Dans une note confidentielle particulièrement sévère, le FMI alerte : à force de s’endetter, les États de la Cemac font aussi prendre davantage de risques aux banques qui leur prêtent. Et le Gabon est désormais le plus gros emprunteur du marché régional. À lui seul, il concentre 30,5 % des sommes prêtées aux États. Le danger est facile à comprendre : plus les banques prêtent au Gabon, plus elles seraient exposées si Libreville rencontrait un jour des difficultés à rembourser. Après l’alerte sur une dette qui pourrait approcher 94 % du PIB, voici donc l’autre côté de la facture gabonaise.

Le Gabon concentre à lui seul 30,5 % de la dette levée par les États sur le marché régional. Un poids qui transforme progressivement le risque gabonais en enjeu bancaire pour toute la sous-région. © GabonReview

 

Quand un État s’endette, la dette ne disparaît pas dans un grand coffre abstrait appelé «marchés financiers». Quelqu’un lui prête réellement cet argent. Dans la Cemac, ce quelqu’un est très souvent une banque. Et lorsque le Gabon emprunte autant qu’aujourd’hui, la question n’est donc plus seulement de savoir combien il doit, mais aussi qui se retrouverait en première ligne si la mécanique venait à se gripper.

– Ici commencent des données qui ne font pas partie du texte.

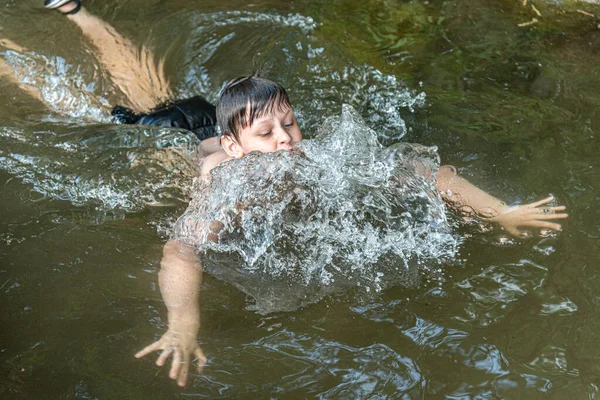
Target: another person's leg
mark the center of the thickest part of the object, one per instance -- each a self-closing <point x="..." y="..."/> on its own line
<point x="135" y="72"/>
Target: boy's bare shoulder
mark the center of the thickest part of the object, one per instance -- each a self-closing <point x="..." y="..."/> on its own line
<point x="212" y="160"/>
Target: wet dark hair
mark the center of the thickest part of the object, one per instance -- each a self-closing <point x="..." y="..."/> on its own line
<point x="246" y="99"/>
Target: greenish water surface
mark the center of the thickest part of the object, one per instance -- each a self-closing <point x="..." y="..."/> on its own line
<point x="515" y="108"/>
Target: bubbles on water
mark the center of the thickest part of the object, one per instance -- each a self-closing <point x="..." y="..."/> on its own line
<point x="110" y="168"/>
<point x="59" y="84"/>
<point x="340" y="211"/>
<point x="228" y="18"/>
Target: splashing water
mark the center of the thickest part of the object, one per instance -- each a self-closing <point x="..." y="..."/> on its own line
<point x="60" y="84"/>
<point x="110" y="168"/>
<point x="340" y="211"/>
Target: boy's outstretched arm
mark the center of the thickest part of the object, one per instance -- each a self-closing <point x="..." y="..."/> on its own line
<point x="471" y="201"/>
<point x="179" y="279"/>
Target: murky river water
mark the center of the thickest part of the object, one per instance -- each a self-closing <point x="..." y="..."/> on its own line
<point x="85" y="205"/>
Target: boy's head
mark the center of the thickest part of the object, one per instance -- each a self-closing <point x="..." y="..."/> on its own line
<point x="255" y="114"/>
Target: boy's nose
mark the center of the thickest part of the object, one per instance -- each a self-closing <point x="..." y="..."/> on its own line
<point x="283" y="137"/>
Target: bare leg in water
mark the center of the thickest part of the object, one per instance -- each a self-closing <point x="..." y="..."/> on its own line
<point x="135" y="72"/>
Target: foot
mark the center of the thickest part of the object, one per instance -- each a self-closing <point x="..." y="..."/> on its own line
<point x="64" y="6"/>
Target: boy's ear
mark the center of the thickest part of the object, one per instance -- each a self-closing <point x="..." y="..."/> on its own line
<point x="231" y="147"/>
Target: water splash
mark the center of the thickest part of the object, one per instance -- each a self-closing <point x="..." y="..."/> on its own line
<point x="340" y="211"/>
<point x="228" y="18"/>
<point x="107" y="168"/>
<point x="59" y="84"/>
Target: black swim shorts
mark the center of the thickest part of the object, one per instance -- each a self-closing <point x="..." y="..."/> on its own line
<point x="195" y="114"/>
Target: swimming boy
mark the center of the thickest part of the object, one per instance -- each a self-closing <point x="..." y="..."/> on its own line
<point x="255" y="114"/>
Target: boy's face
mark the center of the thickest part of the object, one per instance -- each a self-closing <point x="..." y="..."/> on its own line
<point x="272" y="132"/>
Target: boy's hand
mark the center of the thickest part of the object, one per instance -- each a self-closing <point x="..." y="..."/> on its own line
<point x="181" y="346"/>
<point x="534" y="215"/>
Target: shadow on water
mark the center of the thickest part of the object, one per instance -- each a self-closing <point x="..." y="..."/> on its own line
<point x="85" y="206"/>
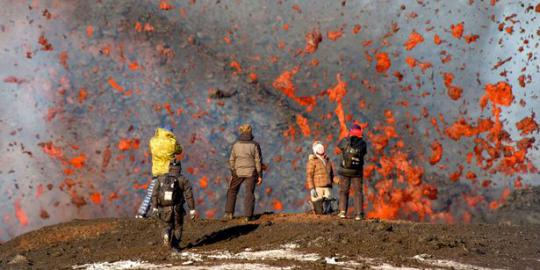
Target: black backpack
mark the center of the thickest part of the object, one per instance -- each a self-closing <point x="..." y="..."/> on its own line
<point x="168" y="191"/>
<point x="353" y="158"/>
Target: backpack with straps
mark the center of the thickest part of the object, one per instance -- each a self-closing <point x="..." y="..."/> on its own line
<point x="352" y="157"/>
<point x="168" y="191"/>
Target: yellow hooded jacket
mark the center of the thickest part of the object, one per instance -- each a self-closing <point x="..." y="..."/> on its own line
<point x="163" y="147"/>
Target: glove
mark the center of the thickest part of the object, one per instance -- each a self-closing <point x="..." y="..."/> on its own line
<point x="193" y="214"/>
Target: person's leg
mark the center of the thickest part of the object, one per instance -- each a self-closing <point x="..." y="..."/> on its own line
<point x="178" y="226"/>
<point x="249" y="199"/>
<point x="166" y="215"/>
<point x="327" y="199"/>
<point x="358" y="197"/>
<point x="232" y="193"/>
<point x="345" y="183"/>
<point x="145" y="205"/>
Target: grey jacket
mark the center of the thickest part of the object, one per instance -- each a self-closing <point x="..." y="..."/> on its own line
<point x="246" y="158"/>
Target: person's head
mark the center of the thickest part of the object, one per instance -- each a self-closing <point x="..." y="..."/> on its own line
<point x="167" y="127"/>
<point x="318" y="148"/>
<point x="356" y="131"/>
<point x="245" y="130"/>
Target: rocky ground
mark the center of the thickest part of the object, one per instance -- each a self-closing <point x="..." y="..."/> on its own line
<point x="277" y="241"/>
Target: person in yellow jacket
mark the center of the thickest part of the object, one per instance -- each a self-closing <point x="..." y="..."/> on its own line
<point x="164" y="147"/>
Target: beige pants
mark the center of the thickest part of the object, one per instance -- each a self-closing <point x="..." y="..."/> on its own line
<point x="322" y="192"/>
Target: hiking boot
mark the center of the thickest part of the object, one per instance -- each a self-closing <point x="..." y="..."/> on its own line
<point x="227" y="216"/>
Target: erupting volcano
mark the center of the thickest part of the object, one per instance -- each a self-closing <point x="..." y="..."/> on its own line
<point x="446" y="91"/>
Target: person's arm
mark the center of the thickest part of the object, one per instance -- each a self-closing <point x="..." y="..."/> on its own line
<point x="310" y="173"/>
<point x="232" y="162"/>
<point x="155" y="193"/>
<point x="188" y="193"/>
<point x="364" y="148"/>
<point x="343" y="144"/>
<point x="258" y="160"/>
<point x="333" y="178"/>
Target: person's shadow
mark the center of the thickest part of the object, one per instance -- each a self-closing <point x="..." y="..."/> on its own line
<point x="222" y="235"/>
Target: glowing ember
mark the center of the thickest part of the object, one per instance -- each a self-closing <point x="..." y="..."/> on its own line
<point x="383" y="62"/>
<point x="414" y="40"/>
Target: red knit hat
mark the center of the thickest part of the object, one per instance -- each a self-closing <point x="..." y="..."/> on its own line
<point x="356" y="131"/>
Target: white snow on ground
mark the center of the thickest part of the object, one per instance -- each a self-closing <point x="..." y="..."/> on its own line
<point x="204" y="260"/>
<point x="124" y="265"/>
<point x="425" y="258"/>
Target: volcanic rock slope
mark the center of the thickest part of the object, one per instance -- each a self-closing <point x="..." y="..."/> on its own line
<point x="302" y="241"/>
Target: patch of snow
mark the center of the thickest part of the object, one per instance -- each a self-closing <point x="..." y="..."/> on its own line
<point x="120" y="265"/>
<point x="125" y="265"/>
<point x="190" y="256"/>
<point x="425" y="258"/>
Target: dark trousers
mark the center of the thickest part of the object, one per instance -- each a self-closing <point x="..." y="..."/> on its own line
<point x="357" y="185"/>
<point x="249" y="199"/>
<point x="173" y="216"/>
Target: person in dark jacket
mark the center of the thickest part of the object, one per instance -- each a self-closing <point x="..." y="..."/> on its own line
<point x="245" y="164"/>
<point x="168" y="197"/>
<point x="353" y="149"/>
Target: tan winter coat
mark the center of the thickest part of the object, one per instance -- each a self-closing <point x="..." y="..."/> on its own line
<point x="246" y="158"/>
<point x="319" y="175"/>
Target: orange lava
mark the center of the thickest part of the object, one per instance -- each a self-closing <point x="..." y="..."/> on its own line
<point x="334" y="35"/>
<point x="457" y="30"/>
<point x="20" y="214"/>
<point x="527" y="125"/>
<point x="79" y="161"/>
<point x="302" y="122"/>
<point x="498" y="94"/>
<point x="284" y="84"/>
<point x="89" y="31"/>
<point x="115" y="85"/>
<point x="383" y="62"/>
<point x="95" y="197"/>
<point x="436" y="152"/>
<point x="203" y="182"/>
<point x="413" y="41"/>
<point x="313" y="39"/>
<point x="277" y="205"/>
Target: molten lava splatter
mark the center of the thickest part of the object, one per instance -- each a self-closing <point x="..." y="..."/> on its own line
<point x="20" y="214"/>
<point x="457" y="30"/>
<point x="498" y="94"/>
<point x="527" y="125"/>
<point x="285" y="84"/>
<point x="413" y="41"/>
<point x="383" y="62"/>
<point x="313" y="39"/>
<point x="302" y="122"/>
<point x="436" y="152"/>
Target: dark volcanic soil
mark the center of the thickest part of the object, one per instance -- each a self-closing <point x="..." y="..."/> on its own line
<point x="84" y="241"/>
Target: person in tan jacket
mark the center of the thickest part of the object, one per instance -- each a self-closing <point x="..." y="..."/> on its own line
<point x="319" y="179"/>
<point x="245" y="163"/>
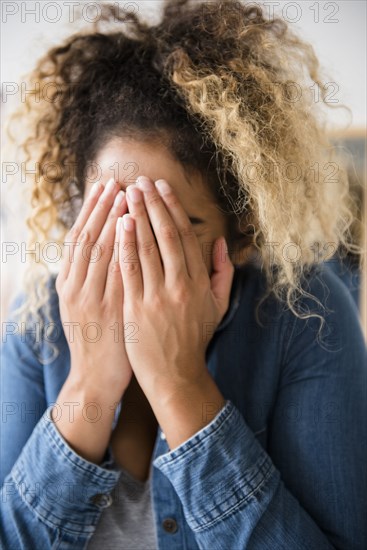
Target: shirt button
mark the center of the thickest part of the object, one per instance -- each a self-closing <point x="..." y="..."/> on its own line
<point x="170" y="525"/>
<point x="102" y="500"/>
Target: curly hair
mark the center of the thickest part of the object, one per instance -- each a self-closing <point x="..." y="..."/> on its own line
<point x="227" y="90"/>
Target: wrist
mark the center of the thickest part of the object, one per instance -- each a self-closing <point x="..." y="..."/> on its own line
<point x="187" y="408"/>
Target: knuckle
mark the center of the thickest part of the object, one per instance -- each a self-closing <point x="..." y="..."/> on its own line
<point x="68" y="296"/>
<point x="148" y="248"/>
<point x="187" y="231"/>
<point x="130" y="267"/>
<point x="203" y="281"/>
<point x="114" y="269"/>
<point x="181" y="293"/>
<point x="72" y="234"/>
<point x="58" y="284"/>
<point x="153" y="199"/>
<point x="85" y="236"/>
<point x="171" y="200"/>
<point x="168" y="231"/>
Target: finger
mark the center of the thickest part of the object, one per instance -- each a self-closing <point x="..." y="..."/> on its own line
<point x="129" y="260"/>
<point x="98" y="270"/>
<point x="222" y="277"/>
<point x="72" y="236"/>
<point x="165" y="230"/>
<point x="193" y="257"/>
<point x="87" y="251"/>
<point x="114" y="290"/>
<point x="147" y="247"/>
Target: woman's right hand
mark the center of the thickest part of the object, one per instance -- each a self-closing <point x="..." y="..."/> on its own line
<point x="91" y="304"/>
<point x="90" y="292"/>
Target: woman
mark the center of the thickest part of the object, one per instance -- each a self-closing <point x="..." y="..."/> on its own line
<point x="174" y="389"/>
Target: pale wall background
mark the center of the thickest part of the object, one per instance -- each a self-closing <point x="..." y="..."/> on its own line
<point x="336" y="31"/>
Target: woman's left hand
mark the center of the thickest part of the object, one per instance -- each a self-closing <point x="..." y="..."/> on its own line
<point x="168" y="294"/>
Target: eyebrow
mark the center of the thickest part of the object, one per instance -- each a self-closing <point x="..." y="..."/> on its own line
<point x="196" y="221"/>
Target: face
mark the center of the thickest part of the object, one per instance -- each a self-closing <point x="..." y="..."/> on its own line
<point x="127" y="159"/>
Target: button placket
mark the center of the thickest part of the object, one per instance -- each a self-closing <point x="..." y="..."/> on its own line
<point x="170" y="525"/>
<point x="102" y="500"/>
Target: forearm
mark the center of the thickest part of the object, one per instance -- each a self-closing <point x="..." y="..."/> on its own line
<point x="184" y="409"/>
<point x="84" y="417"/>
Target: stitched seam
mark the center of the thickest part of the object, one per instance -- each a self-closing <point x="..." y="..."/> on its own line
<point x="192" y="449"/>
<point x="42" y="514"/>
<point x="228" y="512"/>
<point x="60" y="446"/>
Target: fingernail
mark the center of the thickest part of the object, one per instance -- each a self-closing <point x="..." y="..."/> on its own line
<point x="162" y="186"/>
<point x="128" y="222"/>
<point x="133" y="193"/>
<point x="144" y="183"/>
<point x="94" y="189"/>
<point x="119" y="198"/>
<point x="109" y="185"/>
<point x="225" y="245"/>
<point x="118" y="225"/>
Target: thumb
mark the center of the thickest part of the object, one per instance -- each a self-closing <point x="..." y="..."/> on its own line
<point x="222" y="275"/>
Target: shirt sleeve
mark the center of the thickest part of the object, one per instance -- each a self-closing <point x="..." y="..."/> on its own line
<point x="49" y="494"/>
<point x="308" y="488"/>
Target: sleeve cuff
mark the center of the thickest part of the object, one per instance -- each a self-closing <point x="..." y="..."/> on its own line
<point x="62" y="488"/>
<point x="219" y="469"/>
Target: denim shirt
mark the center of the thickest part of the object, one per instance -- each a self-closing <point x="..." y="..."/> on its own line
<point x="282" y="465"/>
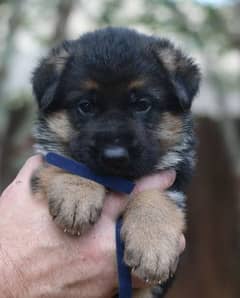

Dans la sous-région, presque un franc emprunté sur trois est gabonais

C’est ce que fait apparaître une note confidentielle des services du FMI, datée du 26 février et révélée par Africa Intelligence. Selon les données de la BEAC qu’elle reprend, les États de la Cemac doivent encore 9 400 milliards de francs CFA aux investisseurs qui leur ont prêté de l’argent sur le marché régional.

La part du Gabon a bondi de 75 % en 2025 et représente désormais 30,5 % du total, devant le Congo (29,5 %) et le Cameroun (19,4 %). Dit autrement : sur 100 francs de titres publics circulant sur ce marché régional, plus de 30 correspondent à une dette du Gabon.

Ce chiffre change la perspective. Libreville n’est plus un emprunteur parmi d’autres : il est devenu le premier du marché.

Quand l’État emprunte, les banques remplissent leurs coffres de dette

Pour comprendre le risque, nul besoin d’être économiste. L’État a besoin d’argent pour financer ses dépenses et ses investissements. Il émet des bons et des obligations du Trésor. Les banques les achètent, puis attendent d’être remboursées avec intérêts. Or, les banques prêtent désormais une part considérable de leurs ressources aux États. La dette publique représente aujourd’hui près d’un tiers de leurs actifs, 32 %, contre seulement 10 % en 2015.

Tant que les États remboursent normalement, le système tourne. Mais plus une banque accumule la dette d’un même État, plus elle devient sensible à ses difficultés éventuelles. C’est précisément le risque de contagion que pointe le FMI : qu’une crise de dette publique finisse par atteindre les établissements qui ont financé les États.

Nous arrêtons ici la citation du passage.